Auch noch ein Wort der Warnung von meiner Seite: Ich habe ähnlich wie du vor ein paar Jahren mit dem Laufen angefangen um Gewicht abzubauen. Mein Ziel war ebenfalls “Couch to 5k” und ich habe ebenfalls deutlich schneller Fortschritte als geplant gemacht und war dann am Ende bei 10km / Lauf, was ich 2-3 mal die Woche gemacht habe.

Dann bin ich allerdings umgezogen und ein paar Wochen nicht mehr zum Laufen gekommen. Als ich wieder eingestiegen bin, ging das von der Kondition her auch wieder – allerdings waren meine Gelenke und Bänder wohl noch nicht so weit. Ergebnis: Wiederkehrende Schmerzen im Knie, die in einer Entzündung mündeten. Und die hat dann wiederum auf den Meniskus geschlagen, den ich mir dann ein paar Wochen später angerissen habe. Jetzt kann ich gar nicht mehr Laufen gehen.
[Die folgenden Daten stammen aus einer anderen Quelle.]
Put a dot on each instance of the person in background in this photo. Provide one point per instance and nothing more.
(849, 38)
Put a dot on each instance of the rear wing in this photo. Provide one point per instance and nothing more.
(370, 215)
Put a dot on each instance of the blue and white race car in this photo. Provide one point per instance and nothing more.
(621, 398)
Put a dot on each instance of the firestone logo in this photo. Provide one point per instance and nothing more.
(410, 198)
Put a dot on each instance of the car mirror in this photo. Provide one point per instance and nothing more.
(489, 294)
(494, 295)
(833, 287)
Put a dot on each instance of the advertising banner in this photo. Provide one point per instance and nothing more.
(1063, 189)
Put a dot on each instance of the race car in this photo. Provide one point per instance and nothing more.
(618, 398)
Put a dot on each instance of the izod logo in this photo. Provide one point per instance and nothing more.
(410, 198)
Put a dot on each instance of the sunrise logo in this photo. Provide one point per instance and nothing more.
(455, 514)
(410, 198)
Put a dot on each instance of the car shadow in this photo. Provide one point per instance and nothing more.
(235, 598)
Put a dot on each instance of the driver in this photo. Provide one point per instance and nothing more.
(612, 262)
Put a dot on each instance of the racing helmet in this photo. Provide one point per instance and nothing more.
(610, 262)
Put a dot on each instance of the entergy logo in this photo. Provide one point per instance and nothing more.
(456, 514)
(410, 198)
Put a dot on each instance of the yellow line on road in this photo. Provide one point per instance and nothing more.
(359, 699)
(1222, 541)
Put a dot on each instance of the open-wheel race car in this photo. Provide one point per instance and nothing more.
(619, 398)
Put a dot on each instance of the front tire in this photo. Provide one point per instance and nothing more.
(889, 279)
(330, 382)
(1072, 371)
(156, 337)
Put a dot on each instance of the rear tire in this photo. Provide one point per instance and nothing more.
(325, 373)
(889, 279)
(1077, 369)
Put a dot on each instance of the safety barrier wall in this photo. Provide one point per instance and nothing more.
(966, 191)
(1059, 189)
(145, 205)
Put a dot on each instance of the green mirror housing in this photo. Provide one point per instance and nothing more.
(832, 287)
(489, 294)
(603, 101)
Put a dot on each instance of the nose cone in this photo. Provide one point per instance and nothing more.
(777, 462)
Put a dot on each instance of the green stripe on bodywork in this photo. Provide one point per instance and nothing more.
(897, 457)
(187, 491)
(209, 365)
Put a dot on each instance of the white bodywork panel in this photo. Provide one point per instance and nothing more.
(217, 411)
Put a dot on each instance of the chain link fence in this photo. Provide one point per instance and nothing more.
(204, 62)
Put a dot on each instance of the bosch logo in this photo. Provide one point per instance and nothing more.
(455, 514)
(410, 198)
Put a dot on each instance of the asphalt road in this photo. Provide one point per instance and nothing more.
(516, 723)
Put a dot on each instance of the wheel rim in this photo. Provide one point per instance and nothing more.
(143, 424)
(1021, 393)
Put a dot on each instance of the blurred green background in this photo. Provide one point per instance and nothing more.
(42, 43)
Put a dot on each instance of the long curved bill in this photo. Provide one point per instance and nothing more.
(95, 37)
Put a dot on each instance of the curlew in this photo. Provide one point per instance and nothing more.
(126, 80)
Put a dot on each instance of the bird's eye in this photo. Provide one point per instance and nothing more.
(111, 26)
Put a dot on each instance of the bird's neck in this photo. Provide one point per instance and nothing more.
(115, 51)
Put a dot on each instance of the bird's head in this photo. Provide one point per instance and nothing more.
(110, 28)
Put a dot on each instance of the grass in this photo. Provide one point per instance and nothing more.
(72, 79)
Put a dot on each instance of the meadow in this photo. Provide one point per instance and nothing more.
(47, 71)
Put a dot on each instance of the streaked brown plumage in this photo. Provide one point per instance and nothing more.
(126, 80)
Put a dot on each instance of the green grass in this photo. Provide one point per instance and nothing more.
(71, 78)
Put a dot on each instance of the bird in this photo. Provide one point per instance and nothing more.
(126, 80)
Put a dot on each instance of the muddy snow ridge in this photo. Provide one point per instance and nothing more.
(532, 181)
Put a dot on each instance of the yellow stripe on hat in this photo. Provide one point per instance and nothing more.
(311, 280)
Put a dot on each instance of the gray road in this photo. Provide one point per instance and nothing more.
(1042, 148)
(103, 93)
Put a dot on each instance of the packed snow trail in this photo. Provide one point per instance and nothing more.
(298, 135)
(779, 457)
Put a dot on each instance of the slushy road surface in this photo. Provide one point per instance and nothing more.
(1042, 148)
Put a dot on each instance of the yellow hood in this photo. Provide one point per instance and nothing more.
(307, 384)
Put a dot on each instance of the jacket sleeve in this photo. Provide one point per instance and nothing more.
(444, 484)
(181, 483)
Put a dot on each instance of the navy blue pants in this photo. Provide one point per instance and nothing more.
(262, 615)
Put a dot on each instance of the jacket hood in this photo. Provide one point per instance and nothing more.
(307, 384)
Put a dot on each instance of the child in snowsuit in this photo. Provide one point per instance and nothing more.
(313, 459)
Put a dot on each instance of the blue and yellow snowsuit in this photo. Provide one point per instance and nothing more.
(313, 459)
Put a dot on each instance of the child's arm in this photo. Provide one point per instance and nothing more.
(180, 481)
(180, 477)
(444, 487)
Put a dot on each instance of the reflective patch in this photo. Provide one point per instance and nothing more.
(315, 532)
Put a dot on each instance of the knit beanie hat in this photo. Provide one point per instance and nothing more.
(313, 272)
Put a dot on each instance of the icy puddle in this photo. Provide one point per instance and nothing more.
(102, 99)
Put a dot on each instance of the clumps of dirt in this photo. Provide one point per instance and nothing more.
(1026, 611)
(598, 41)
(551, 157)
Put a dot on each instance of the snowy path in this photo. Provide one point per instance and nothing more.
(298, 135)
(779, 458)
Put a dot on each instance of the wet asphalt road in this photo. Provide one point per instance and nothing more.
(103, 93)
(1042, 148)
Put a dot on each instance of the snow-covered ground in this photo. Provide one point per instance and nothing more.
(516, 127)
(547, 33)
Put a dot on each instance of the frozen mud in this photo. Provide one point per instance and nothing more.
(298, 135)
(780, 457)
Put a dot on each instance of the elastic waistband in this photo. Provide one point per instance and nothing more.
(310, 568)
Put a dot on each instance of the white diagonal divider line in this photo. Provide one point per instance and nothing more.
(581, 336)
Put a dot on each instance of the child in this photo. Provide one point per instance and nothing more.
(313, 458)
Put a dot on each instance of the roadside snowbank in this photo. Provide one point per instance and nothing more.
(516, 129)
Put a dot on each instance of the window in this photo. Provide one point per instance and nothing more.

Lehre vom Ganzen: Nicht übertreiben, auch wenn es sich in dem Moment geil anfühlt und man seine eigenen Grenzen erkunden will. Lieber entspannt angehen, dann hat man auf Dauer mehr davon.

Daniel
Daniel
21. Juli, 2017 14:28

Nunja, wenn du beispielsweise Montag, Mittwoch und Freitag läufst, ergibt sich ein regelmäßiger Wochenplan mit einer zwei-Tage-Pause. Das ist für Körper und Motivation eigentlich ganz angenehm und lässt dich wahrscheinlich sogar schneller besser werden.

Ich möchte damit ja auch nicht sagen dass dein Training jetzt nicht funktioniert, aber behalt das mal im Hinterkopf. Wie viele Wochen läufst du jetzt eigentlich schon?